PBI thesis for this long put
The market-implied 1-standard-deviation range for PBI extends from approximately $15.94 on the downside to $19.42 on the upside. A PBI long put expresses a directional view that the underlying closes below the strike minus premium at expiration, frequently sized to hedge an existing long PBI position with one put per 100 shares held. Current PBI IV rank near 6.04% sits in the lower third of its 1-year distribution, where IV often re-expands toward the mean; this favors premium-buying structures and disadvantages premium-selling structures on PBI at 34.30%. As a Industrials name, PBI options can move on sector-level news flow (peer earnings, regulatory updates, industry-specific macro data) in addition to PBI-specific events.
PBI long put positions are structurally bearish; the modeled P&L assumes European-style exercise at expiration and ignores early assignment, transaction costs, dividends paid before expiry on the stock leg (when present), and the bid-ask spread on the listed chain. PBI positions also carry Industrials sector concentration risk; news flow inside the sector (peer earnings, regulatory shifts, supply-chain headlines) can move PBI alongside the broader basket even when PBI-specific fundamentals are unchanged. Long-premium structures like a long put on PBI are particularly exposed to IV-crush risk through scheduled events (earnings, FDA decisions, central-bank meetings) where IV typically contracts post-event regardless of the directional outcome. Always rebuild the position from current PBI chain quotes before placing a trade.
Frequently asked questions
- What is a long put on PBI?
- A long put on PBI is the long put strategy applied to PBI (stock). The strategy is structurally bearish: A long put buys downside exposure with a fixed maximum loss equal to the premium paid; profit accrues if the underlying closes below the strike minus premium at expiration. With PBI stock trading near $17.68, the strikes shown on this page are snapped to the nearest listed PBI chain strike and the premiums come straight from the end-of-day bid/ask midpoint.
- How are PBI long put max profit and max loss calculated?
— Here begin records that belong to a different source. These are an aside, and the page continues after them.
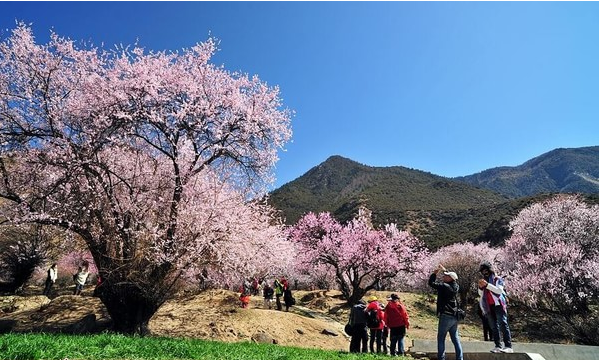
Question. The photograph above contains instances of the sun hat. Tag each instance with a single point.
(451, 274)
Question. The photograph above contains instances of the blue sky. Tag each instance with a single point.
(452, 88)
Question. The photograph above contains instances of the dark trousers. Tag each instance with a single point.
(376, 335)
(487, 333)
(48, 287)
(397, 335)
(359, 337)
(385, 337)
(278, 302)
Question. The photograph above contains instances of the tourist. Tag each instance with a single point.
(50, 279)
(359, 334)
(397, 320)
(494, 306)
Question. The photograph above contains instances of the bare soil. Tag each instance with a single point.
(317, 321)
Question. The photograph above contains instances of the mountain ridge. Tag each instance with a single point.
(437, 209)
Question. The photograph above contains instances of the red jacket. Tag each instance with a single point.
(396, 315)
(380, 315)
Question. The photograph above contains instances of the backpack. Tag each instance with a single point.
(372, 320)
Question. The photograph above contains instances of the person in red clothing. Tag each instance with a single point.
(376, 333)
(397, 320)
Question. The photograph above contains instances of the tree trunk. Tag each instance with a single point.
(130, 307)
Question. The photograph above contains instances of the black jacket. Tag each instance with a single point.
(357, 315)
(446, 295)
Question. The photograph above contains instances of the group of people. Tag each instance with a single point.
(382, 321)
(79, 278)
(280, 288)
(393, 318)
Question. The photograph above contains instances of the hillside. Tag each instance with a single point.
(317, 321)
(557, 171)
(340, 185)
(438, 210)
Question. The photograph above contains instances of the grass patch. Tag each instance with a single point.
(114, 346)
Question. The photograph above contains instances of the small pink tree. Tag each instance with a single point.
(357, 255)
(461, 258)
(553, 258)
(152, 158)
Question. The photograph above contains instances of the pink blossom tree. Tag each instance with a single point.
(357, 255)
(152, 158)
(553, 258)
(463, 259)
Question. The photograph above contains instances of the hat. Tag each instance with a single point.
(393, 297)
(451, 274)
(486, 265)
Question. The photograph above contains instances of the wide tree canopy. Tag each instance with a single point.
(358, 256)
(152, 158)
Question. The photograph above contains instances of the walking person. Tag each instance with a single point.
(268, 296)
(80, 278)
(278, 291)
(375, 312)
(289, 300)
(493, 304)
(50, 279)
(359, 334)
(447, 291)
(397, 320)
- Max profit equals the strike minus premium times 100 (reached at zero); max loss equals the premium times 100. Breakeven is strike minus premium. For the PBI long put priced from the end-of-day chain at a 30-day expiry (ATM IV 34.30%), the computed maximum profit is $1,731.50 per contract and the computed maximum loss is -$67.50 per contract. Live intraday quotes will differ as the chain moves through the trading session.
- What is the breakeven for a PBI long put?
- The breakeven for the PBI long put priced on this page is roughly $17.33 at expiration, derived from end-of-day chain premiums. Breakeven is the underlying price at which the strategy's P&L crosses zero ignoring transaction costs and assignment risk. The current PBI market-implied 1-standard-deviation expected move is approximately 9.83%; if the move sits well outside the breakeven distance, the structure's risk-reward becomes correspondingly tighter.
- When should you consider a long put on PBI?
- Long puts on PBI hedge an existing long PBI stock position or express a bearish view with defined risk; position sizing typically scales the put notional to the underlying PBI exposure being hedged.
- How does current PBI implied volatility affect this long put?
- PBI ATM IV is at 34.30% with IV rank near 6.04%, which is on the low end of its 1-year range. Premium-buying structures (long call, long put, debit spreads) are relatively cheap in this regime; premium-selling structures collect less credit per unit risk.